As the collaborative’s activities mature, how data will be used for reimbursement by public and private payers will become the challenge, says Mack.
“Non-constituent groups will attempt to influence measures created and defined by the collaborative since they will be used to increase or decrease reimbursement,” Mack says. “These non-collaborative members will seek to join the collaborative or influence decision making, especially at the public level, by demanding participation in measure testing and public commentary about applicability to their own constituent organizations and groups.”
The collaborative member constituents “must work with their IT vendors to ensure that the core measure sets are loaded into their electronic health records [EHRs] so that they can begin to capture, measure and improve performance prior to being compelled to do so by public and private payers through increases or decreases to reimbursement,” Mack says.

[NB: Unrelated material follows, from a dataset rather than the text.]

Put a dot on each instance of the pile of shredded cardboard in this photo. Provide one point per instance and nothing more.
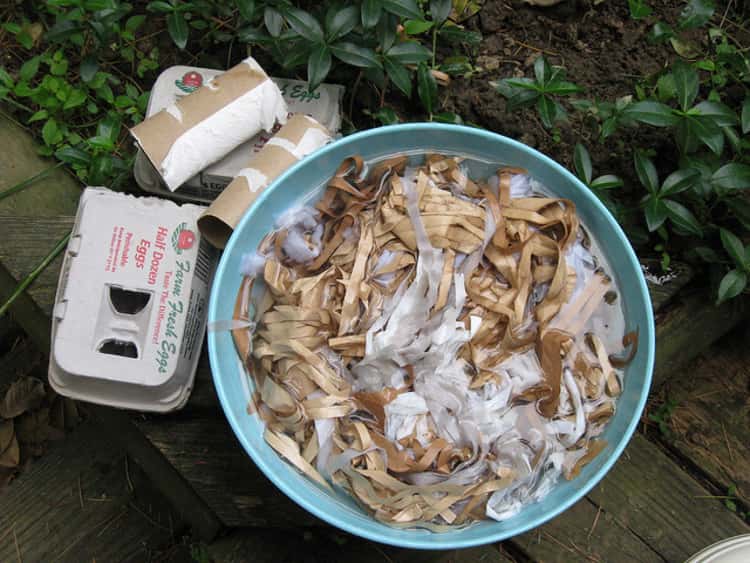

What remains to be seen is whether the collaboration will provide a process and platform to transition, says Mack. It also remains to be seen how quickly the collaborative will transition from transactional activities-such as defining goals and tasks and working within the existing organizational structures of the constituent members-to standardizing rules and procedures for achieving true transformational change in the structure, culture and delivery of healthcare away from fee for service toward population health.
“Moreover, how will data defined by the collaborative be translated to empower patients with making their own healthcare decisions?” he asks.
Standardization is a good first step, he says, adding that all stakeholders should be proactive in building strong primary care bases (if applicable), in creating integrated health information technology infrastructures that enable them to apply and measure the collaborative’s criteria, and in establishing or improving processes aimed at improving these measures. “Eventually, as the collaborative’s standards mature, reimbursement will shift from fee-for-service to pay for performance and provider payment risk,” he says.